Divulgação/G1

Circula pelas redes sociais uma mensagem que diz que o novo coronavírus não resiste ao calor e que “temperaturas de 26ºC ou 27ºC já matam o dito cujo”. A diretora do Instituto de Medicina Tropical (IMT-USP) Ester Sabino, uma das responsáveis pelo sequenciamento do genoma do novo coronavírus, afirma: “A temperatura do corpo humano é 36ºC. Portanto, esta afirmativa é falsa”.

O Ministério da Saúde também classifica a mensagem como “falsa” e reitera que não é possível afirmar que o vírus morre a uma temperatura de 26ºC ou 27ºC “uma vez que no corpo humano o vírus tolera uma temperatura de pelo menos 36ºC”. O órgão pede que ela não seja compartilhada.

A virologista Camila Malta Romano, também do IMT-USP, explica por que a afirmação não se sustenta. “O vírus (assim como outros vírus envelopados) sofre com temperaturas mais quentes, mas temperaturas acima de 45ºC. E isso depende do tempo em que é exposto também. Uma temperatura de 27ºC não faz menor diferença pra ele.”

A médica Tânia Vergara, presidente da Sociedade de Infectologia do Rio de Janeiro e membro da Sociedade Brasileira de Infectologia, também diz que essa afirmação sobre a temperatura não é verdadeira. O médico Leonardo Weissmann, consultor da Sociedade Brasileira de Infectologia, concorda e diz que a temperatura ambiente não tem nenhuma relação com o vírus.

A Fundação Oswaldo Cruz (Fiocruz) informa que a mensagem é completamente falsa. A entidade reforça a importância de compartilhar informações de fontes confiáveis e seguras.

Uma revisão de 22 estudos sobre vários tipos de coronavírus publicada no Journal of Hospital Infection indica que, quanto maior a temperatura, menor o tempo de permanência do vírus em algumas superfícies.
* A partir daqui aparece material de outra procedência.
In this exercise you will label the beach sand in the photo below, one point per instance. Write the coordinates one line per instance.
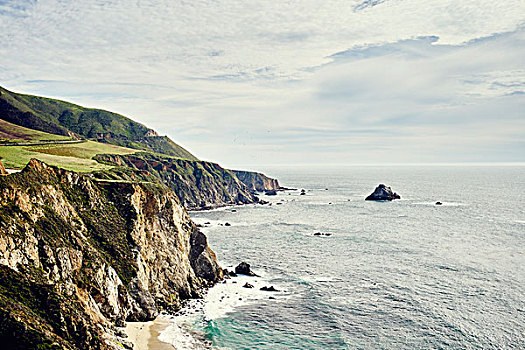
(145, 335)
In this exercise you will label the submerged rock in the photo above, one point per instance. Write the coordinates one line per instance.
(383, 193)
(244, 269)
(269, 289)
(322, 234)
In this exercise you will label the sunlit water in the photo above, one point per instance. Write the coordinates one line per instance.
(401, 274)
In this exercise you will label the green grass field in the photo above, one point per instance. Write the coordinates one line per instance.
(76, 157)
(15, 133)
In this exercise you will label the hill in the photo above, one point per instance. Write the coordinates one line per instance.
(67, 119)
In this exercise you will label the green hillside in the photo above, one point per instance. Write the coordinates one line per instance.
(18, 145)
(67, 119)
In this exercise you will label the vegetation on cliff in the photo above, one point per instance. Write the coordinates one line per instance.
(67, 119)
(79, 256)
(198, 184)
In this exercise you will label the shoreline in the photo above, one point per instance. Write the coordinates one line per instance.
(145, 335)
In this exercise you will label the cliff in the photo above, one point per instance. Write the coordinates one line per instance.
(2, 169)
(257, 181)
(79, 256)
(198, 184)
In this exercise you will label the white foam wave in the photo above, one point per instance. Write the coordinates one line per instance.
(225, 297)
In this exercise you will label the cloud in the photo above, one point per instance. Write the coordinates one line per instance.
(249, 82)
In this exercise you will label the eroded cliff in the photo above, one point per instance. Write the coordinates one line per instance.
(79, 256)
(198, 184)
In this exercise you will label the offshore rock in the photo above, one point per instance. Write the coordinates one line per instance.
(269, 289)
(383, 193)
(244, 269)
(257, 182)
(80, 256)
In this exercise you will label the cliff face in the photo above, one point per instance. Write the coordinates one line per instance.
(2, 169)
(198, 184)
(79, 256)
(64, 118)
(257, 181)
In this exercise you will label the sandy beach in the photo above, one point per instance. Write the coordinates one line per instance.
(145, 335)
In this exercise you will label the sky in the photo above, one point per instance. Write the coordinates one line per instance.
(256, 83)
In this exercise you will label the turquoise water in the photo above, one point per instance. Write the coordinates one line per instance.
(402, 274)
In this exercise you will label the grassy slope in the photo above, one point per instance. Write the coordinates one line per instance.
(76, 157)
(16, 133)
(63, 118)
Ainda assim, os dados mostram que mesmo em temperaturas elevadas como 30ºC ou 40ºC os vírus resistem, às vezes por dias.

A Organização Mundial da Saúde (OMS), faz o alerta de que o vírus pode, sim, ser transmitido em áreas mais quentes. “Segundo as evidências obtidas até agora, o vírus responsável pela Covid-19 pode ser transmitido em todas as áreas, incluindo áreas com clima quente e úmido”, diz a entidade.

“Vírus não respeita temperatura. O H1N1 atingiu os Estados Unidos em pleno verão. A Influenza é um vírus de inverno e tem todo ano no Caribe [região tropical]. No ano passado, teve surto de H1N1 no Amazonas”, diz a infectologista Nancy Bellei, professora da Universidade Federal de São Paulo (Unifesp) e consultora da Sociedade Brasileira de Infectologia.

A mensagem circula com algumas variações no texto. Numa delas, há a informação de que, após ficar 3 ou 4 dias restrito à garganta e mais 5 ou 6 dias nos pulmões, o vírus se torna letal. Weissmann diz que o coronavírus pode, de fato, causar tosse seca, coriza e pneumonia, mas que está mais que comprovado que essa letalidade alardeada não se sustenta.

O Ministério da Saúde reforça que isso não faz qualquer sentido. “O período médio de incubação da infecção por coronavírus é de 5 dias, com intervalo que pode chegar até 14 dias. O espectro clínico da infecção por coronavírus é muito amplo, podendo variar de um simples resfriado até uma pneumonia severa. A maioria dos casos apresenta tosse seca e febre. No entanto, uma pequena porcentagem também tem sintomas como coriza e dor de garganta. Do ponto de vista dos sintomas não é possível diferenciar o coronavírus de outros vírus respiratórios. O diagnóstico depende da investigação clínico-epidemiológica e do exame físico”, afirma o órgão.

A mensagem tem outra informação sobre a permanência do vírus em determinadas superfícies. A Fiocruz é categórica: essa informação que estipula um número de horas tanto em superfícies metálicas como em tecidos é falsa.

Um estudo recém-publicado por pesquisadores norte-americanos, aliás, mostra que o tempo de resistência do vírus nas superfícies é diferente do exposto na mensagem falsa.

A mensagem também aconselha o leitor a beber água e chá quentes para matar o vírus. Weissmann diz que é importantíssimo manter uma ingestão adequada de líquidos, mas alerta que não existe qualquer evidência de que líquidos quentes matem o vírus. Além disso, não há qualquer medicamento hoje capaz de eliminá-lo.

Essa informação já foi desmentida anteriormente pela intectologista Nancy Bellei. “Beber água é bom, a pessoa se hidrata, mas gargarejar água quente não impede que a pessoa pegue o vírus.”